Studying Silicon Valley for a master's thesis back in 1980, AnnaLee Saxenian heard what was then the standard line about the region: its growth was over. The big chip companies were building huge plants elsewhere, often overseas. Start-ups could no longer afford to enter the business. Whenever she returned to the valley over the next several years, though, both the region and the semiconductor industry seemed to be bursting at the seams.

"It kept growing and growing," muses Saxenian, now a professor of city and regional planning at the University of California/Berkeley. "Obviously we hadn't heard the whole story." Embarking on another round of research, she discovered the new wave of thriving semiconductor start-ups -- 85 new companies founded between 1979 and 1989, generating some 25,000 jobs and $2 billion in annual sales. She also found that most of these new companies were specialist producers who established close, long-term relationships with suppliers and with customers.

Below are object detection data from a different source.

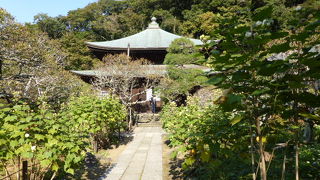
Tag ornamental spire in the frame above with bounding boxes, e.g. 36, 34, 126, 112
148, 17, 160, 29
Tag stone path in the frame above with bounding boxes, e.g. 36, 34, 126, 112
104, 127, 163, 180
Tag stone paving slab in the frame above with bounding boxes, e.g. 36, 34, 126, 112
100, 127, 163, 180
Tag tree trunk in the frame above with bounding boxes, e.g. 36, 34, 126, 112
129, 107, 132, 130
256, 118, 267, 180
250, 126, 256, 180
281, 154, 287, 180
0, 59, 3, 80
295, 143, 299, 180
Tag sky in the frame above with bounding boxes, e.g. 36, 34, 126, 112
0, 0, 97, 23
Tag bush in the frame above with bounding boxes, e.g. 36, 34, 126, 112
0, 96, 126, 179
161, 98, 250, 179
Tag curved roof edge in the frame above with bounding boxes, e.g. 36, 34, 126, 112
86, 17, 203, 50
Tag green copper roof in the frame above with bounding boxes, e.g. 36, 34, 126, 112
86, 17, 202, 50
71, 64, 211, 77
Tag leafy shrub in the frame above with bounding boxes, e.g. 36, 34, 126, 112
163, 38, 198, 65
0, 96, 126, 179
161, 98, 250, 179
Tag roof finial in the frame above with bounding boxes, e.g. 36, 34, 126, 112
148, 17, 160, 29
151, 16, 157, 22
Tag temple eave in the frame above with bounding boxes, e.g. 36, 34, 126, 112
87, 45, 167, 51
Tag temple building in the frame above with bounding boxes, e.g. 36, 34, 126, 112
86, 17, 202, 64
71, 17, 210, 112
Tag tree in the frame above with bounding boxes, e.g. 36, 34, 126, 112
0, 8, 86, 108
163, 38, 198, 65
34, 14, 66, 39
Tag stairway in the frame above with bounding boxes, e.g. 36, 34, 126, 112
137, 113, 162, 127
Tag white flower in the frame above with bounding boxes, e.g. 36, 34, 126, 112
245, 31, 252, 37
31, 146, 37, 152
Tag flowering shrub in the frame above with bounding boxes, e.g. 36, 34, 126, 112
0, 96, 126, 179
161, 98, 250, 179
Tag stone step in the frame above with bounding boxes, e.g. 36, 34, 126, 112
138, 113, 160, 123
137, 121, 162, 127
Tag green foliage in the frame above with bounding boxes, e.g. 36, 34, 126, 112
0, 96, 126, 178
161, 98, 250, 179
163, 38, 198, 65
34, 14, 66, 39
59, 32, 101, 70
64, 96, 127, 148
158, 67, 208, 101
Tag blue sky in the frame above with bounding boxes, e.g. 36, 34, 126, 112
0, 0, 97, 23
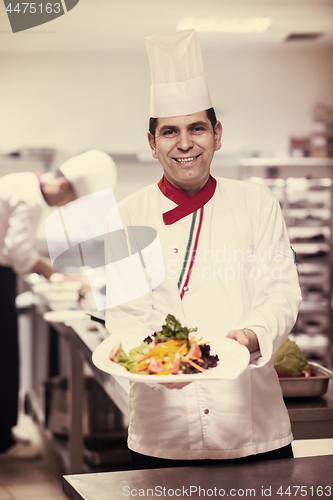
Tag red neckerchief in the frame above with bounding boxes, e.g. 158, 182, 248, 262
158, 175, 216, 226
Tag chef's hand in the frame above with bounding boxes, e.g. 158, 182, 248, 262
163, 382, 191, 389
227, 328, 259, 352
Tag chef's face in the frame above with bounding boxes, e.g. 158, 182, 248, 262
148, 111, 222, 195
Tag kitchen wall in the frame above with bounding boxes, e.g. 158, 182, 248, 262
0, 43, 333, 156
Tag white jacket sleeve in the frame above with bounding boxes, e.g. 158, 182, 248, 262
3, 202, 41, 274
237, 186, 302, 366
105, 202, 164, 345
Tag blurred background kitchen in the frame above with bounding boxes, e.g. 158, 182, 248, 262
0, 0, 333, 499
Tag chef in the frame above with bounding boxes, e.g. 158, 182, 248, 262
106, 30, 301, 469
0, 150, 116, 459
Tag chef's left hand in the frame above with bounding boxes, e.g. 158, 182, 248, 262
227, 328, 259, 352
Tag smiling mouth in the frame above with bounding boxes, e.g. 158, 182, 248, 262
174, 155, 200, 164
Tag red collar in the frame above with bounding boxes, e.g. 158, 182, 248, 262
158, 175, 216, 226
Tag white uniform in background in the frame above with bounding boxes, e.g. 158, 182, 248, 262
0, 172, 47, 274
106, 178, 301, 459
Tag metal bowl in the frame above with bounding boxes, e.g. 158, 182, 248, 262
279, 362, 333, 398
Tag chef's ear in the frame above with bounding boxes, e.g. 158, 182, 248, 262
147, 132, 157, 158
214, 121, 223, 151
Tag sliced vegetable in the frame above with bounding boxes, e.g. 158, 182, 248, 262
109, 314, 219, 375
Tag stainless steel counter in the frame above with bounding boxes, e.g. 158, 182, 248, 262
63, 455, 333, 500
27, 292, 333, 474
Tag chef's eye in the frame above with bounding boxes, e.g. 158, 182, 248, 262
162, 129, 176, 137
192, 125, 205, 133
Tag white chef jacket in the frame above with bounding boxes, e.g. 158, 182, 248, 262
106, 178, 301, 459
0, 172, 47, 274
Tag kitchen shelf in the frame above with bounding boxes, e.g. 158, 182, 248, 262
240, 158, 333, 368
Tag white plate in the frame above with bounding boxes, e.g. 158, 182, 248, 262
43, 310, 89, 323
92, 335, 250, 384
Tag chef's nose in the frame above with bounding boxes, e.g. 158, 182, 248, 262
178, 130, 193, 151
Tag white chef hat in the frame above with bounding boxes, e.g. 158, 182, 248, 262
59, 149, 117, 198
145, 29, 212, 118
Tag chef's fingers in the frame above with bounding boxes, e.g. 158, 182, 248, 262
227, 328, 259, 352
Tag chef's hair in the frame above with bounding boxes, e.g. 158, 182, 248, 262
149, 108, 217, 139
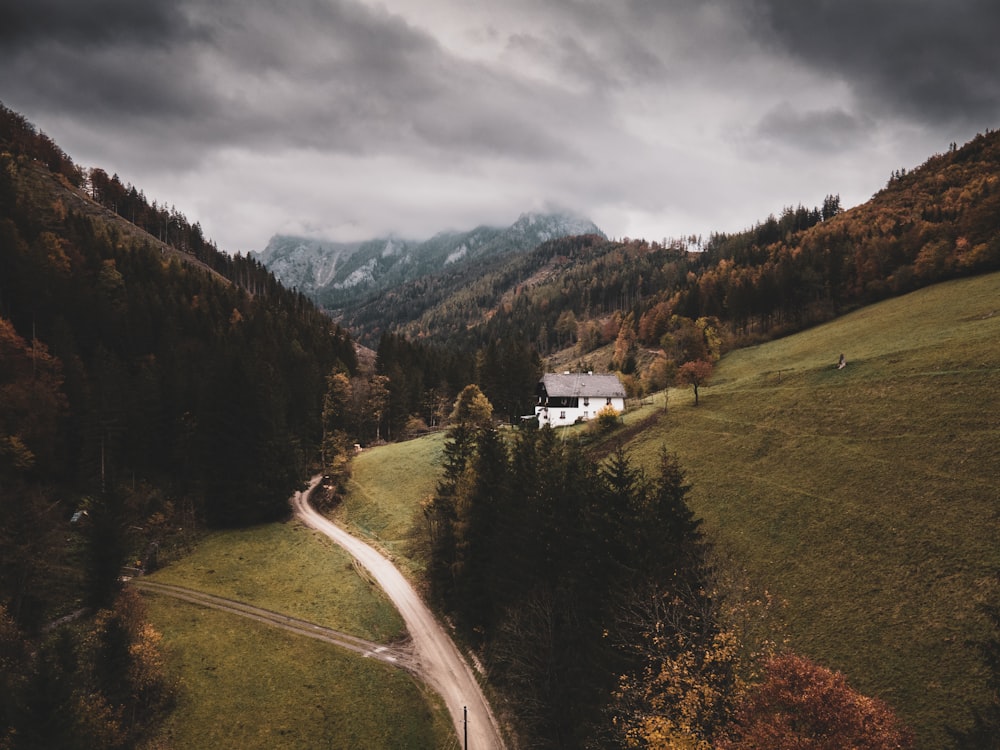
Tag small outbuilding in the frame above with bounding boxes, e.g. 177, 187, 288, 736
535, 372, 625, 427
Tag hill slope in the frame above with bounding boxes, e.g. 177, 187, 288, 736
632, 274, 1000, 748
255, 213, 603, 320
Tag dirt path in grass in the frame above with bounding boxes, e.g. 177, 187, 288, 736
292, 477, 504, 750
131, 578, 418, 674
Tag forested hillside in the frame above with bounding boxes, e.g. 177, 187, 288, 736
0, 103, 356, 747
351, 132, 1000, 385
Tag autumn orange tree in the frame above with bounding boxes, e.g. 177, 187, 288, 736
716, 654, 913, 750
677, 359, 714, 406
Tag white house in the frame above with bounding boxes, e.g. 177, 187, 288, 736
535, 373, 625, 427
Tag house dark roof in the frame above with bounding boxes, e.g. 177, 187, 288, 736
540, 373, 625, 398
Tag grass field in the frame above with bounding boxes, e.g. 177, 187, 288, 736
340, 274, 1000, 750
631, 274, 1000, 748
144, 521, 457, 748
145, 595, 458, 750
150, 521, 405, 642
334, 432, 446, 581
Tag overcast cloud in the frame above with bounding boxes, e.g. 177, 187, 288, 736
0, 0, 1000, 252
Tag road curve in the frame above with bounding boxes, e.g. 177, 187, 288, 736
292, 477, 504, 750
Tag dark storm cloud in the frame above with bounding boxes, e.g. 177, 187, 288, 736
757, 104, 872, 153
758, 0, 1000, 127
0, 0, 197, 53
0, 0, 592, 166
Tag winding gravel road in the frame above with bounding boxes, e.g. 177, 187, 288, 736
130, 578, 419, 676
292, 477, 504, 750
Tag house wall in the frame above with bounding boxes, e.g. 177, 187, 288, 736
535, 396, 625, 427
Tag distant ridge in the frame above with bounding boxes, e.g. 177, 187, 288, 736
253, 213, 606, 302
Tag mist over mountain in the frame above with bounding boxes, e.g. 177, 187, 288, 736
253, 213, 605, 304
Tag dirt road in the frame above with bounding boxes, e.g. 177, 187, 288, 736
130, 578, 419, 676
292, 477, 504, 750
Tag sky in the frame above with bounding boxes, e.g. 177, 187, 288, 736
0, 0, 1000, 252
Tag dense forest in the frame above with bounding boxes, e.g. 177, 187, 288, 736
0, 103, 357, 748
330, 132, 1000, 416
423, 386, 912, 750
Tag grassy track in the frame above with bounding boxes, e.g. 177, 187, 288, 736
146, 596, 457, 750
341, 274, 1000, 750
632, 274, 1000, 748
151, 521, 404, 642
336, 432, 445, 578
145, 522, 457, 749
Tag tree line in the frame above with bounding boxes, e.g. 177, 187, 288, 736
423, 386, 912, 750
0, 104, 357, 748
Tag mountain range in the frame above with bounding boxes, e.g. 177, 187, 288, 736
252, 213, 605, 312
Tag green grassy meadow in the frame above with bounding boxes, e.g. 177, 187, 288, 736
143, 521, 457, 748
333, 432, 447, 579
145, 595, 458, 750
631, 274, 1000, 748
340, 274, 1000, 749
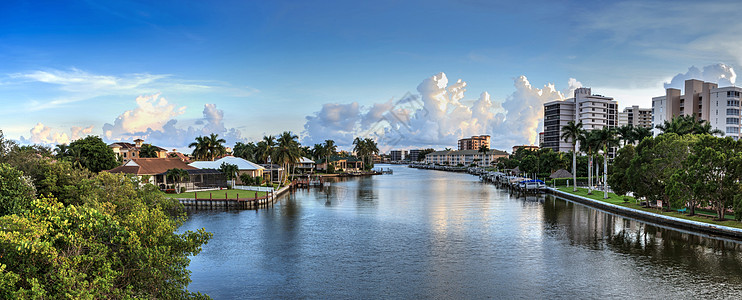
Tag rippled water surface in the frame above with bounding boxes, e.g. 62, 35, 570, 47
181, 166, 742, 299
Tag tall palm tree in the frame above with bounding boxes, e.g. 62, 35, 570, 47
165, 168, 189, 193
561, 121, 582, 192
364, 138, 379, 169
139, 144, 160, 158
577, 130, 598, 195
188, 136, 209, 160
634, 126, 652, 142
594, 126, 618, 199
206, 133, 227, 161
258, 135, 276, 164
616, 124, 636, 145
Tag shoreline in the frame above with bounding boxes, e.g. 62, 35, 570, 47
546, 187, 742, 241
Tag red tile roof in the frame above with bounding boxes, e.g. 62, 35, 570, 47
107, 157, 196, 175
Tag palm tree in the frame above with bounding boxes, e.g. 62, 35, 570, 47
561, 121, 582, 192
139, 144, 160, 158
275, 131, 301, 181
364, 138, 379, 169
206, 133, 227, 161
634, 126, 652, 142
188, 136, 209, 160
219, 163, 240, 188
258, 135, 276, 164
577, 130, 598, 195
54, 144, 70, 158
594, 126, 618, 199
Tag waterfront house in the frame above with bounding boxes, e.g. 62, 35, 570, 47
108, 139, 168, 164
425, 149, 508, 167
296, 157, 316, 173
317, 156, 363, 172
106, 157, 226, 190
189, 156, 265, 184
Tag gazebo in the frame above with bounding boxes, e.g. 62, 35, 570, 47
549, 169, 572, 179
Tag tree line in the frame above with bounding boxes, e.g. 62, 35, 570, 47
0, 131, 211, 299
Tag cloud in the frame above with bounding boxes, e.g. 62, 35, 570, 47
103, 94, 243, 149
665, 63, 737, 90
20, 122, 93, 146
5, 68, 260, 111
302, 73, 582, 152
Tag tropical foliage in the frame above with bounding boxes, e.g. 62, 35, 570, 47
0, 137, 211, 299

And what made these relationships work? The answer contradicts the common wisdom that with today's technology and high-speed communications, companies can successfully compete no matter where they are located. In many cases, says Saxenian, geographic proximity was key to the relationships. When your supplier or customer is down the street -- within biking range, as one CEO put it -- you can work out the bugs that inevitably crop up in any high-tech product development. Engineers from both companies can get to know one another, boosting the trust and teamwork necessary for collaboration. "There is no good way to [collaborate] if you're more than 50 miles away," one of the CEOs she interviewed told her.

The gloomy prognoses of 10 years ago, Saxenian points out, focused only on the region's drawbacks, such as its high costs. They missed its strengths, such as the range and depth of expertise to be found among companies within that 50-mile radius. Fortunately, the new wave of chip companies didn't.